Adversarially Robust Learning Could Leverage Computational Hardness.
Proceedings of the 31st International Conference on Algorithmic Learning Theory, PMLR 117:364-385, 2020.
Over recent years, devising classification algorithms that are robust to adversarial perturbations has emerged as a challenging problem. In particular, deep neural nets (DNNs) seem to be susceptible to small imperceptible changes over test instances. However, the line of work in provable robustness, so far, has been focused on information theoretic robustness, ruling out even the existence of any adversarial examples. In this work, we study whether there is a hope to benefit from algorithmic nature of an attacker that searches for adversarial examples, and ask whether there is any learning task for which it is possible to design classifiers that are only robust against polynomial-time adversaries.

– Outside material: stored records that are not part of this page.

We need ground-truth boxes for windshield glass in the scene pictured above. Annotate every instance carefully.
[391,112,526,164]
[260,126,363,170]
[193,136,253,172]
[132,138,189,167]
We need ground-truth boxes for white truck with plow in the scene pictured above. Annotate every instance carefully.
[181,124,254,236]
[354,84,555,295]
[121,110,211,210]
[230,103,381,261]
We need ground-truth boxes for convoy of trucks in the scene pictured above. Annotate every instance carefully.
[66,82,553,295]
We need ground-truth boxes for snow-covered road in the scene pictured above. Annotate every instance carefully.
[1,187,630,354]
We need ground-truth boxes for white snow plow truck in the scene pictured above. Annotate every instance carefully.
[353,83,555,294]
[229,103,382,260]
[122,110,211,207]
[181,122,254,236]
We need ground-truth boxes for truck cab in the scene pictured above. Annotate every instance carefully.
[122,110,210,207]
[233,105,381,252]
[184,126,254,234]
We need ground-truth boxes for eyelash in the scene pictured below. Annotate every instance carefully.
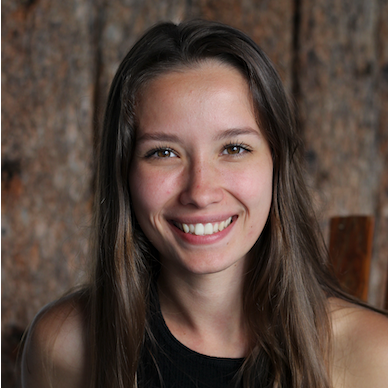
[144,142,252,159]
[221,142,252,155]
[144,146,178,159]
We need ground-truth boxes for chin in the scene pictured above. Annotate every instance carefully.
[165,251,247,277]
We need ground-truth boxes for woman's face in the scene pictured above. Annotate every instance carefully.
[129,61,273,278]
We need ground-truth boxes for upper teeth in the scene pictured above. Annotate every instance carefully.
[176,217,233,236]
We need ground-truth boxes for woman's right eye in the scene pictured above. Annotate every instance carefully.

Indeed, numerous cryptographic tasks (e.g. encryption of long messages) can only be secure against computationally bounded adversaries, and are indeed impossible for computationally unbounded attackers. Thus, it is natural to ask if the same strategy could help robust learning. We show that computational limitation of attackers can indeed be useful in robust learning by demonstrating the possibility of a classifier for some learning task for which computational and information theoretic adversaries of bounded perturbations have very different power. Namely, while computationally unbounded adversaries can attack successfully and find adversarial examples with small perturbation, polynomial time adversaries are unable to do so unless they can break standard cryptographic hardness assumptions. Our results, therefore, indicate that perhaps a similar approach to cryptography (relying on computational hardness) holds promise for achieving computationally robust machine learning. On the reverse directions, we also show that the existence of such learning task in which computational robustness beats information theoretic robustness requires computational hardness by implying (average-case) hardness of NP.